India's latest economic survey lays down the bare essentials for the economy to hit $5 trillion by 2025
- The economy has to grow 8% in the next six years.
- Savings have to outpace the growth in investments.
- Exports must grow way faster and oil must remain cheap.
- Government must lift restrictions on foreign direct investments.
The Indian economy has to grow 8% in the next six years for the government to achieve its $5 trillion goal by March 2025, according to the latest annual economic survey from the Chief Economic Advisor Krishnamurthy Subramanian.
The document has been released a day ahead of the Union Budget for the financial year ending March 2020 to be revealed by Finance Minister Nirmala Sitharaman.
India's Gross Domestic Product (GDP) is expected to grow 7% in the year ending March 2020. That's one-sixth short of the 8% target set by Subramanian.
Savings have to outpace the growth in investments and government policies must further lift restrictions on Foreign Direct Investment (FDI), are among the other important recommendations. "Aggressive export strategy must be a part of investment-driven model," the survey further added.
"The Economic Survey reminds us about achieving a minimum of 8 per cent annual growth so that India joins the select group of $5 trillion economies.
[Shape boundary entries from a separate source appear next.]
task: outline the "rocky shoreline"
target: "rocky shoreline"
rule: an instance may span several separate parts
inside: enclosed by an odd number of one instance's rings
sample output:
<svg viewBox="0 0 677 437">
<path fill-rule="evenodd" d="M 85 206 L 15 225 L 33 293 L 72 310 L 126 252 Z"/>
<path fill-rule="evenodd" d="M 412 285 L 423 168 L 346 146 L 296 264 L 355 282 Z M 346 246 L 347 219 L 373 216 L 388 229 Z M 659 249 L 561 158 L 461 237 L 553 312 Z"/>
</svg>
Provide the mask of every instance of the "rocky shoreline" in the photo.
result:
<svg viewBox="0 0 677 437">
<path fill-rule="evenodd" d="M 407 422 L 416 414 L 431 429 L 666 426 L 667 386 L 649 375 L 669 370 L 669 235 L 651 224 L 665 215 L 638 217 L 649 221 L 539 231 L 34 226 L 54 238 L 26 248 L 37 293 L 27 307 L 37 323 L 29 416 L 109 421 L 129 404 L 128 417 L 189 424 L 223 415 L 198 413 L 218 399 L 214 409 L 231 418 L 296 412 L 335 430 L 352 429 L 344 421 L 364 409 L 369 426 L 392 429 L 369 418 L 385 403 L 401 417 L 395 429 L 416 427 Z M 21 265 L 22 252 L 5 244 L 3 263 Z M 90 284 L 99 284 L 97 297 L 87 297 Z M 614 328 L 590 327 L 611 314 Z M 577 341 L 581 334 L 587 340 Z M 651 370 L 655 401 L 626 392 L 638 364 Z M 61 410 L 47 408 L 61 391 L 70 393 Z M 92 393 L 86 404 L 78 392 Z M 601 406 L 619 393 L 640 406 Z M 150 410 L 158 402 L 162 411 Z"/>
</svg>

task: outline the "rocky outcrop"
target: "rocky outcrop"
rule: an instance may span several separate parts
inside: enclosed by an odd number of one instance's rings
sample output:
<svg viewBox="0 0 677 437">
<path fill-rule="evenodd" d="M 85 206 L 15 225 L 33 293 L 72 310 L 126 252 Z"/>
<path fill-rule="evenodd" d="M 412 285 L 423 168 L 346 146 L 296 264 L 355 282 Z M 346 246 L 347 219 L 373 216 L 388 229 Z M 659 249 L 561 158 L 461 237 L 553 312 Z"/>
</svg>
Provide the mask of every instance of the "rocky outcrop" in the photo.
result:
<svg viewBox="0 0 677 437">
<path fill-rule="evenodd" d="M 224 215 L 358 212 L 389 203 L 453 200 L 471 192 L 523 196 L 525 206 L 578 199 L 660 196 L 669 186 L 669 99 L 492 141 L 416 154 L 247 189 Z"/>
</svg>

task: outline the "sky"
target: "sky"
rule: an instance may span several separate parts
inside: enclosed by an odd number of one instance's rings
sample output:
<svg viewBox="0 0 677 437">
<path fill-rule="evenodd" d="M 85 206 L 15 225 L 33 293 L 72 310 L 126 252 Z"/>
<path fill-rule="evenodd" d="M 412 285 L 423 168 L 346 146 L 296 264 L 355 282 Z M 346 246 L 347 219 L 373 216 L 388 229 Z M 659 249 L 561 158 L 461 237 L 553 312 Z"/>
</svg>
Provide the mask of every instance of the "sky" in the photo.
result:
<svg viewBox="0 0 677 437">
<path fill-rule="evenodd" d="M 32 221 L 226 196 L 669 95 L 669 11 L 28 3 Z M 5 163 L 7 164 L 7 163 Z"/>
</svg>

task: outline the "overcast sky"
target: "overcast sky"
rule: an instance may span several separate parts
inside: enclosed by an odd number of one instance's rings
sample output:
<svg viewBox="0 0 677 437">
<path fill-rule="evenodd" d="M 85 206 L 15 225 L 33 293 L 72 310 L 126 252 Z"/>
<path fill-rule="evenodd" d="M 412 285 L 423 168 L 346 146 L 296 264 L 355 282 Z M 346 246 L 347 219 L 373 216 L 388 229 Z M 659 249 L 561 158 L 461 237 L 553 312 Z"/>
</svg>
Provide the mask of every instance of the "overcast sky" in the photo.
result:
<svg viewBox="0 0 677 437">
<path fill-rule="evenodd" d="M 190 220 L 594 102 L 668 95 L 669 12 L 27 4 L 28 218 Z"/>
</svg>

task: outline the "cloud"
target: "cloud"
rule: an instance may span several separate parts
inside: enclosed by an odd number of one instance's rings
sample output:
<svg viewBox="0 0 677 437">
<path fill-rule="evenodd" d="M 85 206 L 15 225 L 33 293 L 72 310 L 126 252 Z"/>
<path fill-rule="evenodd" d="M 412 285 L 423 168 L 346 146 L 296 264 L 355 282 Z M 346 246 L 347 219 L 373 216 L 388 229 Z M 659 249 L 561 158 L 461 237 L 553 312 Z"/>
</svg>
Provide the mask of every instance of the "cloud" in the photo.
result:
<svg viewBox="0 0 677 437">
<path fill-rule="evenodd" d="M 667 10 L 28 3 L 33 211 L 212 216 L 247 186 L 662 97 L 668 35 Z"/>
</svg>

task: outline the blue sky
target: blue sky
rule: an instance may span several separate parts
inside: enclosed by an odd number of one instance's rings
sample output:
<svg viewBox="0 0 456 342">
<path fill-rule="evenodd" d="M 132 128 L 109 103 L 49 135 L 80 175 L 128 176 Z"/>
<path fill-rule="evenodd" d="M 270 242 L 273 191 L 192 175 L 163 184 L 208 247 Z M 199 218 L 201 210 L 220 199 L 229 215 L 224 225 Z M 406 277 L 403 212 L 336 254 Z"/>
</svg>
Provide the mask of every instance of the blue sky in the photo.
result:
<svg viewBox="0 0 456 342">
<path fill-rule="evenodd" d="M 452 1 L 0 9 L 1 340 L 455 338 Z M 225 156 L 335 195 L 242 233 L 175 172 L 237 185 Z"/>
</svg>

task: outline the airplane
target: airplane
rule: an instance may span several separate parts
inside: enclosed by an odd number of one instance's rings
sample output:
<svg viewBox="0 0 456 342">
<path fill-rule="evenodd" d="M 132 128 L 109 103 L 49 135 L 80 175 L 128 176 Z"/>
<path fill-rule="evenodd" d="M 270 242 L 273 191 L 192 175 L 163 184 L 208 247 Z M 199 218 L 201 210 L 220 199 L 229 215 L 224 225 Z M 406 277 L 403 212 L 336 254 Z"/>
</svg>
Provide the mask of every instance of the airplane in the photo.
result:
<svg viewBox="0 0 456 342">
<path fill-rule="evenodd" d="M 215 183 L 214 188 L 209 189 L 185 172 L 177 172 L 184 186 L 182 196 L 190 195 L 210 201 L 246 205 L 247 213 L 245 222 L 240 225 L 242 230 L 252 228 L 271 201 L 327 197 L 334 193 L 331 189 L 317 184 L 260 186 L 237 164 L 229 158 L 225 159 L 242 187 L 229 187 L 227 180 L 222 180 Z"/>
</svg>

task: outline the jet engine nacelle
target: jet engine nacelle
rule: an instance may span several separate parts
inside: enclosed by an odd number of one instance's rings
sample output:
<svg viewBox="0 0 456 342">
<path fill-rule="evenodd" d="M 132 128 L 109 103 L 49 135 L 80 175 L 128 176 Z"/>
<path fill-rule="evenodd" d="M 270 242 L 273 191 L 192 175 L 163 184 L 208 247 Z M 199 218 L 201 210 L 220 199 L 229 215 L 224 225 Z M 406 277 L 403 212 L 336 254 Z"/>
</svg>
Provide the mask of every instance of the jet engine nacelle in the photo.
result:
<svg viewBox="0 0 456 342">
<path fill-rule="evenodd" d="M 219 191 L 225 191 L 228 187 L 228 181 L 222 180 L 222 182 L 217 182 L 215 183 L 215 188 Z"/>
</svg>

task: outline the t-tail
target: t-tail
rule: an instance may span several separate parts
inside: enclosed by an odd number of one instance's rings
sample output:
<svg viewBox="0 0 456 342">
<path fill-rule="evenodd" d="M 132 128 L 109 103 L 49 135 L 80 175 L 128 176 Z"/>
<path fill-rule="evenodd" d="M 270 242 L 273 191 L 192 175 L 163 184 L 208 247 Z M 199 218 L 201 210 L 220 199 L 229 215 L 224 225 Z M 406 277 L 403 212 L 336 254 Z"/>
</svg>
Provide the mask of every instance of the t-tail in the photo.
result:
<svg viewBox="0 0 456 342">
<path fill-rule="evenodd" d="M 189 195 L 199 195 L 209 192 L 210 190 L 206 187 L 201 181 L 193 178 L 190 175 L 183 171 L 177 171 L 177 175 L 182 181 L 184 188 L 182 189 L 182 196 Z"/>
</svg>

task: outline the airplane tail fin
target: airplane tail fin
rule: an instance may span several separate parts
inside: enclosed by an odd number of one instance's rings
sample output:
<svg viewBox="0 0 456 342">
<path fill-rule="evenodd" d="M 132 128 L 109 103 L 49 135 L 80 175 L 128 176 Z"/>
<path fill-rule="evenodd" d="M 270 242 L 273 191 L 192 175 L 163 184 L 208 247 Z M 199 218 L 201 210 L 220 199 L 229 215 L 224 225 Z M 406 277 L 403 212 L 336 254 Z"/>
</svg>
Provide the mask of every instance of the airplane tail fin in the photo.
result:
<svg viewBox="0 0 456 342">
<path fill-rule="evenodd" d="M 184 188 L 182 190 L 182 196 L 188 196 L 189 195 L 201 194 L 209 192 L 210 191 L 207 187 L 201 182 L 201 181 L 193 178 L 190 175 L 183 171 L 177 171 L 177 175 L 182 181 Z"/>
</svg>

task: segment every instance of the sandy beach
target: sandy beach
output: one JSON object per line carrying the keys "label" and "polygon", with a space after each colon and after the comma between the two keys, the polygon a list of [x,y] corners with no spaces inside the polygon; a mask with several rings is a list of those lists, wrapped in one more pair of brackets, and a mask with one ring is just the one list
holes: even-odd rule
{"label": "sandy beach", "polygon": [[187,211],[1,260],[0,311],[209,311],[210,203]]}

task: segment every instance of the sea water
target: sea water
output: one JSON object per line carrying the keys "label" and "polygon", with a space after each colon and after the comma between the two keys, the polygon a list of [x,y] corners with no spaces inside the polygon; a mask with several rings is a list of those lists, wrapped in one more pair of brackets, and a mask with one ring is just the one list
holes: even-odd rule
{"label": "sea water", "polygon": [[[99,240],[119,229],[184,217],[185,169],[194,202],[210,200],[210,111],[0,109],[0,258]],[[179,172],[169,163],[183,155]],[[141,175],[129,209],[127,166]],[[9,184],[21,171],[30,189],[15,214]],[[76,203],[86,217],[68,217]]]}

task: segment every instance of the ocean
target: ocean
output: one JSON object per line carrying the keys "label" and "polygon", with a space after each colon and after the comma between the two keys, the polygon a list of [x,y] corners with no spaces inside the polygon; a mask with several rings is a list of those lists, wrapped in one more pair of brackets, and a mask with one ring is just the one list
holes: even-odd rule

The Survey also gives us a pointer about some decisive and bold measures in the Budget to be presented by Finance Minister Mrs Nirmala Sitharaman tomorrow," said BK Goenka, the president of the corporate lobby Assocham.
The risk of a spike in oil prices remain a big concern. While the prices may remain soft in the current year, there could be an upward pressure on crude prices as the global growth picks up pace, Subramanian has warned. The first few years of the Narendra Modi regime was blessed with rock-bottom oil prices that helped the economy shore up its finances.
Cheap oil is very important for India which imports over 80% of all the crude oil it needs.
The economic survey has come at a time when India's GDP growth rate has slowed down to 5.8%, the slowest in 5 years, in the January-March quarter.